In all of these examples, if bias is detected, it is critical to understand what the source of the bias is. Is there bias in the underlying training data, or in some features of the training data, that causes the models to exhibit biased behavior? Is there a feature of the design of the algorithm deploying the model that leads to the bias? Is there the test data, the set of candidates the algorithm has been applied to, somehow contributing to the biased decision-making? Or can it be determined that the perception of bias is simply that, perception, and in fact the algorithm is behaving in an unbiased way based on valid statistical validation methodologies?

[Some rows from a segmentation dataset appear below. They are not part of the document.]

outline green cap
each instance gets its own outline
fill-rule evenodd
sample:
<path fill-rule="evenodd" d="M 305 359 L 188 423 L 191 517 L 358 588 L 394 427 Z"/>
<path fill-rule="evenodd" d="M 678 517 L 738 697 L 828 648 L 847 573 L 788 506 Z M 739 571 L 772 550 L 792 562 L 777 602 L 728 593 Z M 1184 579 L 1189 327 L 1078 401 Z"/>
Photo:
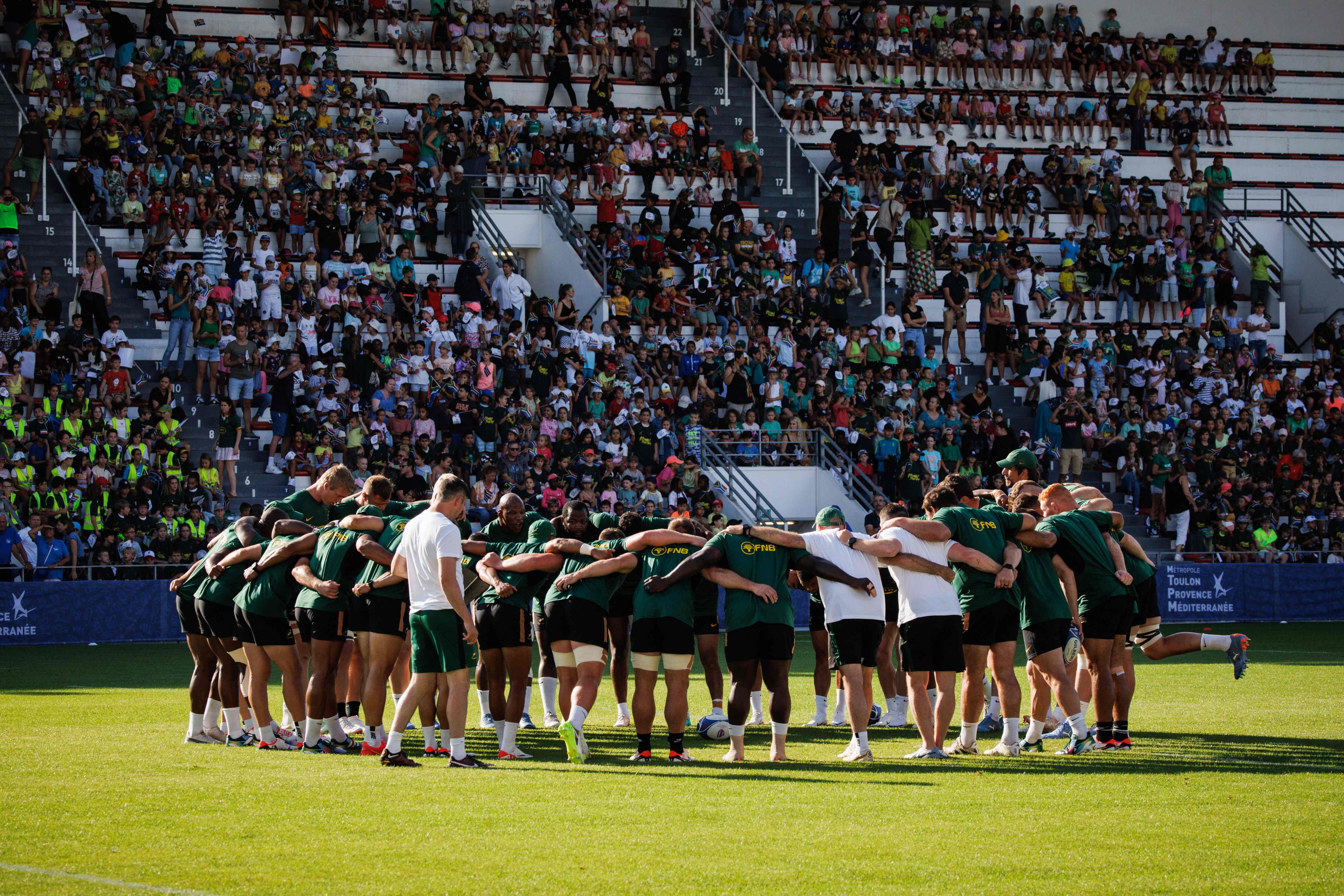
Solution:
<path fill-rule="evenodd" d="M 1028 470 L 1035 470 L 1036 455 L 1031 451 L 1031 449 L 1016 449 L 1013 451 L 1009 451 L 1008 457 L 999 461 L 999 466 L 1001 466 L 1005 470 L 1011 466 L 1024 466 Z"/>
<path fill-rule="evenodd" d="M 555 527 L 550 520 L 538 520 L 532 525 L 527 527 L 528 541 L 550 541 L 554 537 Z"/>
<path fill-rule="evenodd" d="M 844 510 L 835 504 L 821 508 L 817 510 L 817 517 L 812 521 L 812 525 L 818 529 L 824 525 L 844 525 Z"/>

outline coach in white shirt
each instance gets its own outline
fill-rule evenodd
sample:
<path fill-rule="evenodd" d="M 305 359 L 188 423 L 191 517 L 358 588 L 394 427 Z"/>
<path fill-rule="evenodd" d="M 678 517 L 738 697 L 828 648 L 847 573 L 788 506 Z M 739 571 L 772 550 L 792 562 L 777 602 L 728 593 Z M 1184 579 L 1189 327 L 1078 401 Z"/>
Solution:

All of these questions can be answered if the models deployed are designed to be “explainable”. That is, if the models are built so one can identify the weight with which a particular feature of the model or a feature of the training data caused a particular decision to be made. For instance, in models based on multivariate regressions, each feature of the data is assigned a weight as to how much it contributes to the overall prediction. In that case, it is quite easy to identify the features that lead to a decision. Similarly, in probabilistic rule-based model systems, it is usually easy to see where features contribute to rules, and which rules played significant roles in the overall outcome. In a neural-network based model (otherwise known as deep learning), the weightings are non-linear and the structure of the model is hidden from the user, so such attribution is more difficult. Nonetheless, there are ways of looking inside neural network models to see whether features play a significant role in decision-making, even if one cannot determine a precise weight for its role.
Other modeling systems do not have this “explainability” feature. Many neural networks extract features from data automatically, using machine learning to determine what features matter, and many of these systems obfuscate the relationship between humanly identifiable features, like gender, race, or religion, and the final decision. NLP-based and vision-based systems extract information from unstructured data in ways that do not allow the features they extract to be traced back to bias-related features of the training data. In those cases, bias detection requires a deeper analysis, e.g. modifying the training or test data in systematic ways to see if the bias of the predictions disappears or changes in nature.
To sum up, regulatory concerns about bias and model explainability can lead users of artificial intelligence and data-driven decision systems to limit the kinds of models they are willing to deploy, to maximize the explainability of the decisions the systems make, or may instead force them to adopt tools that can help them get inside the black box in some other way to expose the sources of bias and help users avoid it.